Gumport’s (2002, 2019) work showed late 20th and early 21st century changes in the logics of higher education. Previously, social institutional logic—which includes focus on social goods, long-term views, and faculty-centric processes—prevailed; in recent decades, industry logic assumed prominence, though has not fully replaced social institutional logic (e.g., Gumport, 2019; Upton & Warshaw, 2017). Industry logic includes an emphasis on market forces, strategic decision making, flexibility, and rapid response to external conditions. Particularly relevant are the growth of managerialism and devaluation of faculty expertise. Gumport (2019) argued that narratives of wholesale corporatization are mistaken and emphasized the positive ways that academic leaders have navigated difficult contexts, but here we use understandings of the rise of industry logic to consider unambiguous actions that emphasized centralized authority.
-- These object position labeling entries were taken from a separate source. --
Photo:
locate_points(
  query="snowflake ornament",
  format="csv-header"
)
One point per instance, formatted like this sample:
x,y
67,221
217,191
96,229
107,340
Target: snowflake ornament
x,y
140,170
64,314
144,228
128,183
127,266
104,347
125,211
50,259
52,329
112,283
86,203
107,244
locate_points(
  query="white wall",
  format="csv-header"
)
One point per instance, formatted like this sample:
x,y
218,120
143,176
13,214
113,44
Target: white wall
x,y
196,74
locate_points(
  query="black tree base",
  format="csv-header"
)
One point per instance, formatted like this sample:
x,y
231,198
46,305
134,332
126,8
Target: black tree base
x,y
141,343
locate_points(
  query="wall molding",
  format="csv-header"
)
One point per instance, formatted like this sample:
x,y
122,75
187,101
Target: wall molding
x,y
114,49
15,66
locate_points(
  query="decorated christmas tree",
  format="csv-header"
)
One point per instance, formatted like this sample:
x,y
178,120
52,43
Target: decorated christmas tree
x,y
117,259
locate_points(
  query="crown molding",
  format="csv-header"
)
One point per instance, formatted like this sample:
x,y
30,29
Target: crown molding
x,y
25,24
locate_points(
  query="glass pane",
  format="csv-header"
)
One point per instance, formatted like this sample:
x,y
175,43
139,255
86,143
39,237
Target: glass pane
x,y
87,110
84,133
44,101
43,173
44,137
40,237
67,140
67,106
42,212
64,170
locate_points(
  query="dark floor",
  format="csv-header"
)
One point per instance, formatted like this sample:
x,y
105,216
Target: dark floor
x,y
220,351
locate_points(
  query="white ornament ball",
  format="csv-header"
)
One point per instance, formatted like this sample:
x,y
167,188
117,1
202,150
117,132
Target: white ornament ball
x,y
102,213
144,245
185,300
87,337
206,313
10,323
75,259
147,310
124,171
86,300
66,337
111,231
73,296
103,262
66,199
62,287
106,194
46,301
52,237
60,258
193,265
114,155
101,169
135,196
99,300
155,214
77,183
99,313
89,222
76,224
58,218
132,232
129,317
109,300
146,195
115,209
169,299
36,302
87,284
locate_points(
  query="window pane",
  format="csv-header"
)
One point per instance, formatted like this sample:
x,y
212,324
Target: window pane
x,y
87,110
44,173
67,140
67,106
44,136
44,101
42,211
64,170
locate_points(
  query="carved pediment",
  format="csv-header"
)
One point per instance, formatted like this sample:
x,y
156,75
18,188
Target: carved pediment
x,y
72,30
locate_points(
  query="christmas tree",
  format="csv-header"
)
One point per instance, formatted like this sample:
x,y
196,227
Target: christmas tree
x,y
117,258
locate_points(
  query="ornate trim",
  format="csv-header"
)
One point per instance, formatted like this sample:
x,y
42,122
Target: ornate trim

Where she wrote of “faculty who could trust their campus leaders to call on them to work together to weather difficult times” (p. 145), we consider places were such trust was not warranted.
Gumport’s work on industry logic, Gumport (1993) and Slaughter’s (1993, 1994) demonstration that business language and approaches are prevalent during retrenchment, and the larger evidence of increased corporate influence in higher education (e.g., Angulo, 2018), justified incorporating Datta et al.’s (2010) “Integrative Model of Employee Downsizing.” They conceptualized the literature on corporate downsizing in four streams: “environmental influences” (including both the macroenvironment and industry factors), “organizational influences” (e.g., firm performance, governance), “individual outcomes (e.g., job satisfaction), and “organizational outcomes” (e.g., accounting returns). The first two streams consider factors influencing retrenchment, while the latter two consider outcomes. They intersect at the retrenchment event. For our purposes, the relevant pieces of the model are environmental and organizational influences, as well as the decisions and processes of employee downsizing.
Pulled together, the AAUP’s statements on retrenchment informed our understanding of the norms from which institutions deviated, Gumport’s (2019) work informed our understanding of the logics used, and Datta et al.’s (2010) model informed our understanding of the roles of environmental (e.g., economic downturns) and organizational factors (e.g., governance structure).
Method
With Slaughter’s (1993, 1994) studies concluding with Committee A reports published in 1989, this article is based on an analysis of Committee A reports published from 1990 to 2019. Committee A reports detail findings of investigations into alleged violations of academic freedom and tenure based on analyses of documentary evidence and interviews with key actors. They are not representative but provide evidence of important, intractable cases that deserve wider airing (Nails, 2015). As such, they are imperfect but useful sources.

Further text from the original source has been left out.